Getting Thanksgiving Right in Schools

My kindergartener came home from school yesterday and in telling me about her day, said something to this effect: 


“The pilgrims came over on ships, and they were on the ships for a really long time. They started running out of food and were so hungry, and a lot of them started to get really sick. They were looking for a new city because they were forced to go to the same church and couldn’t choose which church to go to. Isn’t that crazy? They couldn’t believe what they wanted to believe. And when they go to a new city, the Indians helped them to find food and showed them how to make houses and they all had a big meal together.” 

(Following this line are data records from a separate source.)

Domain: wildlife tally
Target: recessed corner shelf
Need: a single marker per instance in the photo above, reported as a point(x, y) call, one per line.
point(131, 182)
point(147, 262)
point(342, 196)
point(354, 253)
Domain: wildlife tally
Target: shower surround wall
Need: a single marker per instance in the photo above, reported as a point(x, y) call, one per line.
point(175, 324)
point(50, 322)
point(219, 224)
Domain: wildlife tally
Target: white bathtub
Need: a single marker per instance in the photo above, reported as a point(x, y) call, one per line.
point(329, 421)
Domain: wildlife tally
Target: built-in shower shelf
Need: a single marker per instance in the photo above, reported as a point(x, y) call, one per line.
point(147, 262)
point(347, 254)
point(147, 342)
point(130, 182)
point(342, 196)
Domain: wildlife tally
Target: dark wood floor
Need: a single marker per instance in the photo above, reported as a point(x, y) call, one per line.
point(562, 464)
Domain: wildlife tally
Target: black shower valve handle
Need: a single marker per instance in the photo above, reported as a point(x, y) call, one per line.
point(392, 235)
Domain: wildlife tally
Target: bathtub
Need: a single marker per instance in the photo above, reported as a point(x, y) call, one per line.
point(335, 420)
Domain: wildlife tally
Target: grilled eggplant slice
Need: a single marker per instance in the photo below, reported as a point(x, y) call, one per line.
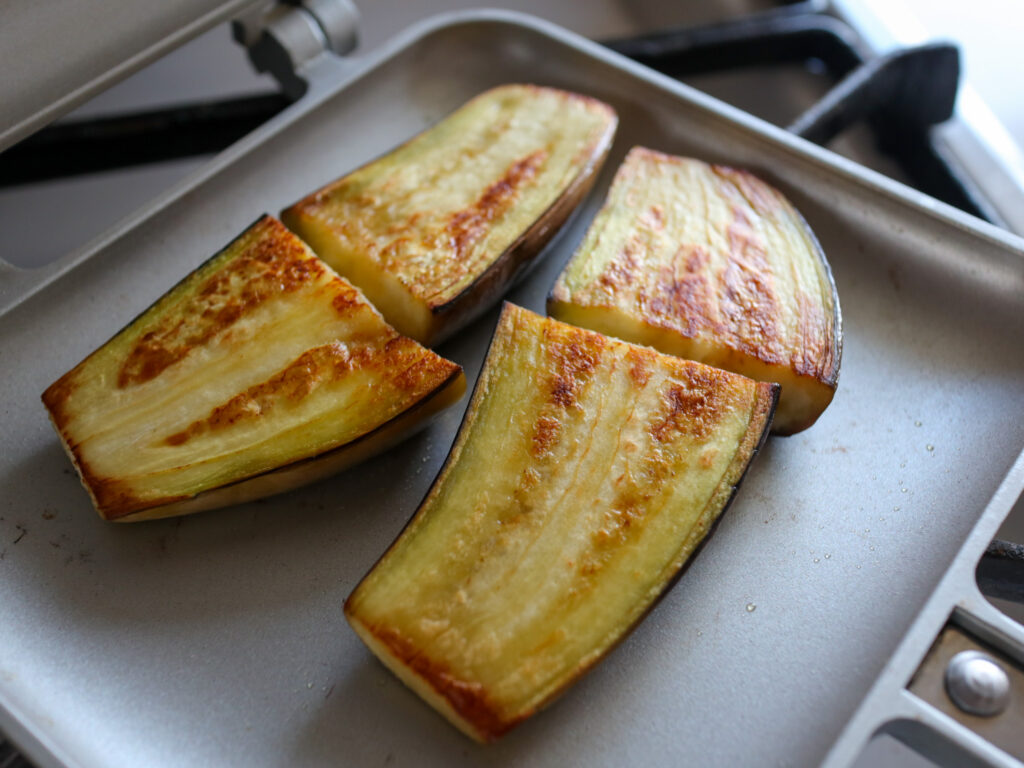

I was holding my breath, hoping that there was at least some mention of the rest of the story. Some acknowledgement of the horrors of colonization. I asked if she knew what happened next, and when she said she didn’t, I gave her an explanation similar to this: 

“Well, the Native Americans may have helped some of the travelers, but most of the time, the people who came over on the ships were greedy. They wanted more land and gold, which they used like money. They took the Native Americans’ land from them, forcing them to leave their homes, and sometimes hurting and even killing them.” 

We talked about how that was a horrible thing, and how we should always make sure that we stand up for people when someone else tries to do the wrong thing. 

And then I sent a message to her teacher.

I said that I wasn’t sure whether she had taught the curriculum or textbook’s version or not, but that I expected there to at least be an acknowledgement of the atrocities that followed. 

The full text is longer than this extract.